Da dieser Bericht bisher weder von Binding noch von Krause ausführlicher bewertet wurde und der beschreibende Text vielleicht auch für den einen oder anderen Archäologen interessant ist, der keinen Zugriff auf den alten Zeitungsbericht hat, soll er hier einmal wiedergegeben werden:

„In diesen Quergräben ist tatsächlich ein uralter, jetzt natürlich wieder ausgefüllter Graben angeschnitten worden, der längs der nördlichen Hälfte (Burgseite) des Knüppelmarktes verläuft und etwa bis zur Straßenmitte oder noch etwas darüber hinaus reicht. Der gewachsene Boden ist hier reiner gelber Rheinsand, der hier überall die oberen Lagen der Niederterrasse bildet.

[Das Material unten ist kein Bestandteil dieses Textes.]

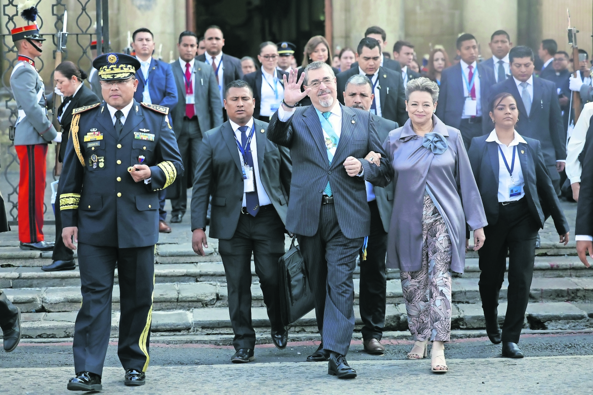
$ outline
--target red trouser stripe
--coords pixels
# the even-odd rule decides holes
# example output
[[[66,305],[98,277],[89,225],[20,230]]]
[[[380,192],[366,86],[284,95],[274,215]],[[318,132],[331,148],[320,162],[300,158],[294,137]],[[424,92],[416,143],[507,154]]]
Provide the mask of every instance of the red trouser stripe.
[[[43,240],[45,193],[45,144],[15,146],[20,162],[18,180],[18,239],[23,243]]]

Das Füllmaterial ist eine dunkle lehmige Erde, mit Steinen durchsetzt und an Stellen, wo die Gasleitung undicht war, durch Teer schwarz gefärbt. Hinter jedem Quergraben liegt der Aushub; es fällt schon von weitem auf, dass der reine Sand hier überall von der Straßenmitte zur südlichen Außenseite, also nach der Seite der Elefantenapotheke hin liegt.

In den Schnitten kann man dann auch das Profil genauer studieren. Etwas seitlich von der Straßenmitte steigt der gewachsene Boden am höchsten, bis fast 3/4 Meter unter dem Straßendamm (die Decke (?) ist auch da Anschüttung). Die Anschüttung verdickt sich aber sehr bald nach der Burgseite hin, die Grenze zwischen gewachsenem Boden und Anschüttung sinkt ein und ist bald unter der Sohle der Baugrube verschwunden. Diese Grenze stellt die Außenseite des alten Burggrabens dar!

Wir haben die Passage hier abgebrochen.